Acknowledgment. Resolution. Pursuance. Psalm.
A música serve para embelezar o silêncio em que vivemos. Seguindo o pensamento de John Cage, é impossível viver sem som. Após uma experiência numa câmara anecoica (à prova de som”, Cage descobriu que nunca se consegue estar num elemento totalmente desprovido de ondas sonoras. Ao entrar nessa câmara, John Cage ouvia dois sons muito distintos: um grave e um agudo. O grave correspondia ao pulsar do seu sangue, enquanto o agudo era o som do seu sistema nervoso em funcionamento.
A música está sempre à nossa volta. Ela preenche os silêncios das nossas vidas e há até vezes em que dá sentido aos nossos caminhos, como uma luz que os alumia. A Love Supreme de John Coltrane é uma dessas criações.
Em 1957, John Coltrane, saxofonista que tocou com nomes como Dizzy Gillespie, Miles Davis, Theolonius Monk e Charlie Parker, livra-se de vez do vício da heroína, que o acompanhava desde 1949. Segundo o músico, o que o fez ultrapassar esse grande cavalo branco foi uma experiência religiosa. Coltrane afirmava que passara por um acordar espiritual que o levou para uma vida mais cheia e produtiva e que, perante essa entidade luminosa, pediu que lhe fossem concedidos os meios para tornar os outros felizes através da sua música. A verdade é que Coltrane já fazia os outros felizes através da sua música – basta ouvir as geniais gravações realizadas com o quinteto de Miles Davis, para comprovar tal –, mas a sua genialidade criativa sobressai ainda mais a partir de 1958. Há três explicações plausíveis para este acontecimento: a) o largar a heroína; b) a experiência religiosa; c) ter tocado e aprendido com o brilhante Theolonius Monk. Seja qual destas hipóteses for, talvez sejam as três ao mesmo tempo, a verdade é que o músico que surge então vem renovado. Ouçam os excelentes Soultrane, Kind of Blue, Theolonious Monk & John Coltrane, ou Giant Steps (entre muitos outros) e perceberão a genialidade que irradiava de Coltrane nesta sua nova era.
Acknowledgment. Resolution. Pursuance. Psalm.
São estas as palavras que dão o título às três partes em que está dividida a magnum opus que é o álbum A Love Supreme.
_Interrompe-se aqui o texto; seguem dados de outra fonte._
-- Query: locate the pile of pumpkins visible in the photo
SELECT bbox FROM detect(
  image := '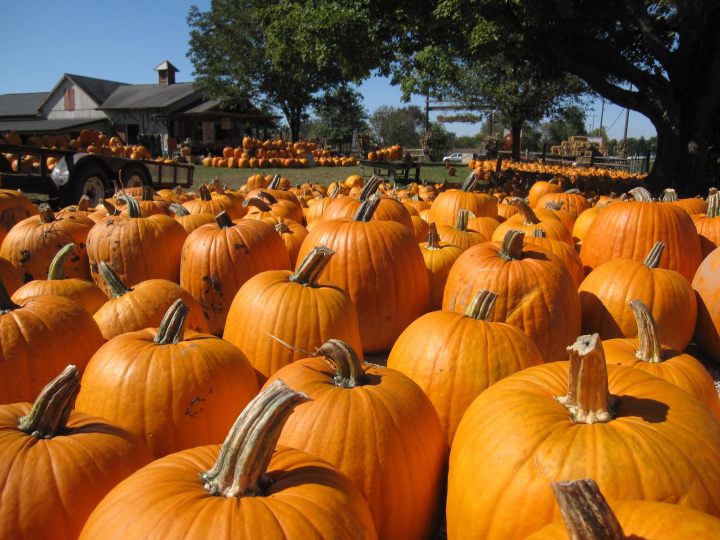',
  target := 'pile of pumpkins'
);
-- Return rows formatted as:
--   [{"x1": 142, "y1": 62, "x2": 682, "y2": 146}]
[
  {"x1": 201, "y1": 137, "x2": 358, "y2": 169},
  {"x1": 0, "y1": 170, "x2": 720, "y2": 539}
]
Este não é o típico disco que se coloca na aparelhagem e se ouve enquanto se arruma a sala. Para se ouvir esta peça da forma que ela deve e merece ser ouvida, precisamos de proceder a alguns passos. Primeiro, temos de ter a certeza de que não vamos ser interrompidos durante a audição, portanto não nos faz mal nenhum deixarmos o telemóvel de lado por uma hora, desligar o wi-fi e baixar os estores. Acendam as luzes para lerem as palavras que São Coltrane nos deixou impressas na parte interior da capa do disco. Percebam de onde vem a inspiração para o que a seguir vão ouvir. Absorvam a universalidade da mensagem – já que Coltrane não especifica quem é o deus a quem se dirige –, essa mensagem de amor e de beleza que Coltrane buscava incessantemente. Vejam a sinceridade nos agradecimentos e não deixem de admirar a lindíssima ilustração de Viktor Kalin que se encontra no interior.
Podem agora apagar as luzes, ligar o gira-discos (este é um disco que não pode faltar em nenhuma biblioteca) e colocar o disco no prato. Lentamente desçam a agulha sobre o vinil e deixem-se embarcar na viagem espiritual, pessoal e musical que começaram agora mesmo.
O gongo de Elvin Jones informa-nos que a cerimónia está prestes a começar. A banda entra então progressivamente: os arpejos rápidos e certeiros de John Coltrane, os acordes do pianista McCoy Tyner, os toques rápidos e de intensidade variada nos pratos por parte de Elvin Jones e depois o mote dado pelo excelente baixista da banda: Jimmy Garrison. A melodia entoada pelo baixo acompanhar-nos-á ao longo desta primeira parte, dando o mote para aquele que é o mantra incutido por Coltrane.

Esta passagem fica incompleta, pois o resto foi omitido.